To process our wikidump, we first have to (a) convert the xml into plain text, (b) tokenize, remove stopwords and lemmatize the content of each article, (c) run the TF-IDF algorithm to get the relative frequency of each word.

To convert the XML into text, we ran our XmlToParquetWriter. Part b uses the Stanford NLP utilities, more specifically the spark-nlp library.

The creation of the TF-IDF (part c) if more tricky, since it assumes we know how many words we want in our dictionary (see CountVectorizer.setVocabSize(numTerms) method). So we first ran some analysis on our dataset.

Terms analysis

The scala script spark-shell-scripts/preprocessing-analysis.scala contains the code we used to grasp the content of our articles. The README in src/main/scala/bda/lsa/preprocessing explains some of the results.

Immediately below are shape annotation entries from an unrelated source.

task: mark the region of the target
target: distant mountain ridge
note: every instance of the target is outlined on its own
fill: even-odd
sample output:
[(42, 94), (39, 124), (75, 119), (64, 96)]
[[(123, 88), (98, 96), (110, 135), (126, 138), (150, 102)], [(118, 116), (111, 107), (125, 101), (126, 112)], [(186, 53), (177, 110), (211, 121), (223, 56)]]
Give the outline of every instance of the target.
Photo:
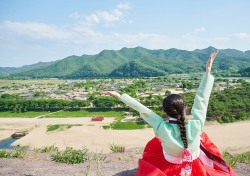
[[(33, 68), (32, 65), (16, 70), (0, 67), (0, 76), (2, 72), (14, 77), (78, 79), (201, 72), (205, 70), (209, 54), (215, 50), (211, 46), (194, 51), (175, 48), (149, 50), (142, 47), (103, 50), (96, 55), (69, 56), (55, 62), (33, 64)], [(250, 67), (250, 51), (220, 49), (213, 69), (237, 71), (247, 67)]]

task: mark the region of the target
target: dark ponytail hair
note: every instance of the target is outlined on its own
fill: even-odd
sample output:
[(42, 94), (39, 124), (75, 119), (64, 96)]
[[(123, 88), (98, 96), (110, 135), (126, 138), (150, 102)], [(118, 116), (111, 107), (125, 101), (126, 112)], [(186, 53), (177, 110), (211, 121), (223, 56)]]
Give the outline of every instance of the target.
[(184, 148), (188, 148), (184, 115), (185, 106), (183, 98), (178, 94), (171, 94), (163, 100), (163, 110), (168, 116), (177, 119)]

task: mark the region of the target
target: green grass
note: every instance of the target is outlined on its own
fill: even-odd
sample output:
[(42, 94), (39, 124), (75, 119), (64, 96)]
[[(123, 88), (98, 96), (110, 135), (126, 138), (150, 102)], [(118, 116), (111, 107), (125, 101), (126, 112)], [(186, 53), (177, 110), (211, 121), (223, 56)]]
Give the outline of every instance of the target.
[(27, 111), (27, 112), (12, 112), (12, 111), (0, 111), (0, 118), (3, 117), (27, 117), (27, 118), (33, 118), (33, 117), (37, 117), (37, 116), (42, 116), (45, 114), (48, 114), (50, 112), (48, 111)]
[(145, 125), (138, 122), (114, 122), (110, 127), (114, 130), (136, 130), (143, 129)]
[(88, 149), (83, 147), (81, 150), (76, 150), (67, 147), (64, 151), (58, 151), (50, 155), (52, 161), (67, 163), (67, 164), (80, 164), (88, 160)]
[(46, 117), (56, 118), (56, 117), (94, 117), (94, 116), (104, 116), (104, 117), (116, 117), (122, 118), (124, 116), (125, 109), (104, 109), (104, 108), (87, 108), (87, 109), (67, 109), (62, 110)]
[(72, 126), (82, 126), (81, 124), (56, 124), (56, 125), (48, 125), (47, 131), (62, 131), (65, 129), (69, 129)]
[(228, 153), (227, 151), (224, 151), (223, 158), (227, 161), (227, 163), (231, 167), (235, 167), (237, 163), (250, 164), (250, 151), (241, 153), (241, 154), (235, 154), (235, 155), (232, 155)]

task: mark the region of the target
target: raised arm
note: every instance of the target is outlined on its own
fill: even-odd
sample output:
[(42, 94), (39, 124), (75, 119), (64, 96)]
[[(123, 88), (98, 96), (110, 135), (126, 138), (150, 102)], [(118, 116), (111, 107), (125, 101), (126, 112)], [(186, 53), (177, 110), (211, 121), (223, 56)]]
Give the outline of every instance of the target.
[(206, 73), (204, 74), (200, 82), (199, 88), (194, 98), (194, 105), (191, 110), (193, 119), (200, 120), (202, 131), (206, 121), (209, 97), (214, 83), (214, 77), (210, 74), (210, 71), (212, 68), (213, 61), (217, 54), (218, 51), (212, 53), (207, 61)]
[(120, 95), (117, 92), (114, 91), (108, 91), (104, 92), (106, 95), (111, 95), (119, 100), (121, 100), (123, 103), (131, 107), (132, 109), (138, 111), (140, 113), (140, 116), (149, 124), (151, 125), (154, 130), (156, 131), (160, 125), (160, 123), (163, 121), (163, 119), (158, 116), (156, 113), (142, 105), (140, 102), (135, 100), (134, 98), (130, 97), (127, 94)]

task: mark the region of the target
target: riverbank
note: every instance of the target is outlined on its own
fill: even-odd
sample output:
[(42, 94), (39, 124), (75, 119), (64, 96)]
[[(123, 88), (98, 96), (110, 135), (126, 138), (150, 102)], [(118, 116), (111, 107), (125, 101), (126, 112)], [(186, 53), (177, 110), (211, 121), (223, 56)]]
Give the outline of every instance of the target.
[[(73, 165), (51, 161), (50, 153), (29, 152), (23, 159), (0, 158), (0, 175), (96, 176), (99, 170), (101, 176), (133, 176), (137, 172), (138, 159), (141, 158), (142, 152), (142, 148), (132, 148), (124, 153), (102, 154), (105, 159), (99, 163), (91, 160)], [(234, 170), (238, 176), (250, 175), (250, 167), (244, 163), (238, 163)]]
[[(15, 129), (30, 128), (29, 134), (15, 141), (13, 145), (33, 148), (55, 145), (60, 149), (86, 146), (92, 152), (110, 152), (110, 144), (124, 146), (126, 149), (144, 147), (154, 137), (152, 128), (142, 130), (104, 130), (101, 126), (112, 123), (113, 118), (103, 122), (91, 122), (91, 118), (49, 118), (49, 119), (19, 119), (0, 118), (0, 139), (11, 135)], [(49, 124), (82, 124), (63, 131), (47, 132)], [(7, 130), (9, 126), (9, 130)], [(205, 132), (219, 147), (220, 151), (231, 153), (250, 151), (250, 121), (230, 124), (208, 122)], [(15, 129), (13, 129), (15, 127)]]

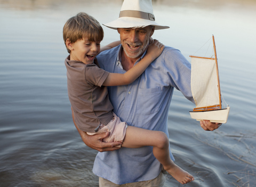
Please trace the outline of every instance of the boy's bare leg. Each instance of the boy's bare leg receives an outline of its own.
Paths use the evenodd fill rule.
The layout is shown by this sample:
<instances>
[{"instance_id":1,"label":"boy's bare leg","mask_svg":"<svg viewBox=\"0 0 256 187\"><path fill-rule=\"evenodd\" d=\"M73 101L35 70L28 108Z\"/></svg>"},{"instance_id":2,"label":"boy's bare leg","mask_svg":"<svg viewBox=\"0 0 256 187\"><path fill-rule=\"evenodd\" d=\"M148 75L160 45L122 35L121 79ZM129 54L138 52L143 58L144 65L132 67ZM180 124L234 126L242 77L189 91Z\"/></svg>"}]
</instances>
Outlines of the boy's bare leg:
<instances>
[{"instance_id":1,"label":"boy's bare leg","mask_svg":"<svg viewBox=\"0 0 256 187\"><path fill-rule=\"evenodd\" d=\"M177 166L171 159L169 154L169 141L165 133L129 126L122 147L138 148L153 146L153 153L165 169L181 184L194 181L194 177Z\"/></svg>"}]
</instances>

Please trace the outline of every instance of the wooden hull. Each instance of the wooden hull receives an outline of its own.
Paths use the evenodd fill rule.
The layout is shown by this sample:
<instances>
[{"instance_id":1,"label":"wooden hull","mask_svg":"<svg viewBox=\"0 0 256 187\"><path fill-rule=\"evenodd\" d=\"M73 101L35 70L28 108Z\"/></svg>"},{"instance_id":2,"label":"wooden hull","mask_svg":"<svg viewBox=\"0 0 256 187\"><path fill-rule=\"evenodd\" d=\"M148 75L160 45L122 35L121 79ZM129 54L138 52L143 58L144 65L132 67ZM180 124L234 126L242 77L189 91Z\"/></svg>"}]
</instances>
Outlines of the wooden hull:
<instances>
[{"instance_id":1,"label":"wooden hull","mask_svg":"<svg viewBox=\"0 0 256 187\"><path fill-rule=\"evenodd\" d=\"M191 117L197 121L209 120L212 123L225 124L228 120L230 107L226 109L203 111L190 111Z\"/></svg>"}]
</instances>

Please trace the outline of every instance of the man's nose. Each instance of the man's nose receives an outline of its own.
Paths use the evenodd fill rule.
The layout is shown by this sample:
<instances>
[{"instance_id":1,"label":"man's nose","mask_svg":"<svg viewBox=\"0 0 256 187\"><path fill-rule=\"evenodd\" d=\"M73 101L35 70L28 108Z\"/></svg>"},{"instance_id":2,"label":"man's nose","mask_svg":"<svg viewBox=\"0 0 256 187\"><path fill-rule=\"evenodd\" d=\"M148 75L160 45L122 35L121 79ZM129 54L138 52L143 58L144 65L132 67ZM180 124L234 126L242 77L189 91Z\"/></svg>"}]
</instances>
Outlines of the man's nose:
<instances>
[{"instance_id":1,"label":"man's nose","mask_svg":"<svg viewBox=\"0 0 256 187\"><path fill-rule=\"evenodd\" d=\"M133 29L130 35L130 39L131 42L135 43L138 42L138 34L135 31L135 29Z\"/></svg>"}]
</instances>

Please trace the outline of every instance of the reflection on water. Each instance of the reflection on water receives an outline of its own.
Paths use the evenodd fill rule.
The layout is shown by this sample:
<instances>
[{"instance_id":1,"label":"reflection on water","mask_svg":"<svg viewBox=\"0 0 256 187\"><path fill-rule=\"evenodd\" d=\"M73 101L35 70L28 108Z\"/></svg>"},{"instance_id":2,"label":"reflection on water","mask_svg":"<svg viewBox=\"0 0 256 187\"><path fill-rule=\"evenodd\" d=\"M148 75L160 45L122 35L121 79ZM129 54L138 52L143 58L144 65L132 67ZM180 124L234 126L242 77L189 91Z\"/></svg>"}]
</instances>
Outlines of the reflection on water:
<instances>
[{"instance_id":1,"label":"reflection on water","mask_svg":"<svg viewBox=\"0 0 256 187\"><path fill-rule=\"evenodd\" d=\"M117 18L120 0L0 0L1 186L95 186L97 151L73 124L62 29L81 11L101 23ZM213 132L190 119L194 105L174 91L169 129L179 166L195 177L187 186L256 184L256 83L253 0L153 1L157 22L170 29L154 37L194 54L214 34L228 123ZM103 28L104 45L118 39ZM178 186L168 176L166 186Z\"/></svg>"}]
</instances>

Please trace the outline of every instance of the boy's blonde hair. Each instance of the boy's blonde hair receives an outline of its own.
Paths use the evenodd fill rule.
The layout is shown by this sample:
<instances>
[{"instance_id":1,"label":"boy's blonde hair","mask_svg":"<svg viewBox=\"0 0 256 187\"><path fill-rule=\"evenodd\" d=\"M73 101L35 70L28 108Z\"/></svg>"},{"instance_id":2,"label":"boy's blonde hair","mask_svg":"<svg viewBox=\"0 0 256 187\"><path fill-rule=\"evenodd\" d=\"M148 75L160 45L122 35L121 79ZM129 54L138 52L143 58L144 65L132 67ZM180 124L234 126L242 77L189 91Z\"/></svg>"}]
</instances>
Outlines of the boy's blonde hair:
<instances>
[{"instance_id":1,"label":"boy's blonde hair","mask_svg":"<svg viewBox=\"0 0 256 187\"><path fill-rule=\"evenodd\" d=\"M92 42L101 42L104 32L100 23L93 17L84 12L80 12L68 19L63 28L64 42L69 39L71 43L78 40L87 39ZM67 46L66 46L67 47ZM70 51L67 47L68 53Z\"/></svg>"}]
</instances>

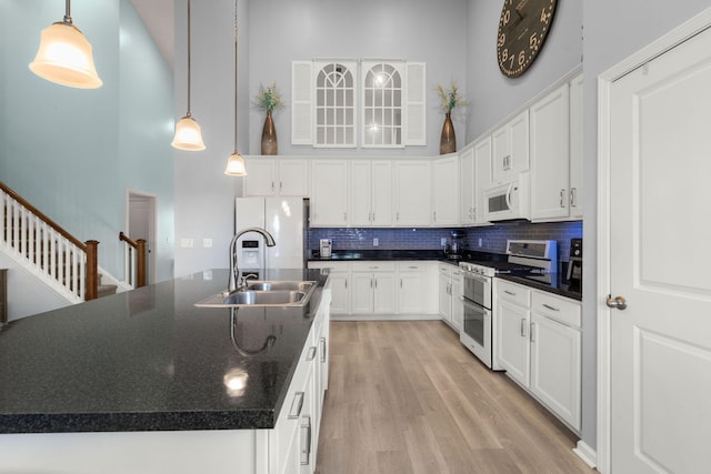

After tokenisation/lemmatisation/filtering, the whole corpus contains 70'638 unique words. Some are redundants, for example route and routes, other are chinese or non-english words. The most frequent ones are:

term	TF	DF
use	8092	1094
woman	7834	391
also	7352	1310
one	6610	1098
people	4942	821

Most words are not frequent at all. Concerning the TF (term frequencies) the median is 2:

stat	value
count	70638
min	1
max	8092
avg	20.64172259
median	2

The next table is more expressive, showing that about half of the terms appear only once:

TF	count	percent
== 1	34'584	49%
> 10	11'141	16%
> 50	4'106	6%
> 100	2'476	4%
> 1000	221	0%

For the DF (document frequency), the number of words appearing in only one document is a bit higher:

DF	count	percent
== 1	41'559	59%
> 1	29'079	41%
> 10	8'189	12%
> 50	2'599	4%
> 100	1'427	2%
> 1000	4	0%

241 words appear more than 10 times in the corpus, but only in one document.

Summary:

most of the words don't appear more than once. All in all, it seems that a vocabulary size of around 3'000 is appropriate; it will select words appearing at least 50 times across more than 1 document (only 13 words with TF > 50 have a DF < 2).

docTermMatrix

Now that we found an a-priori adequate size of vocabulary size, we can run DocTermMatrixWriter:

    spark-submit --class bda.lsa.preprocessing.DocTermMatrixWriter \
            target/scala-2.11/bda-project-lsa-assembly-1.0.jar  \
            3000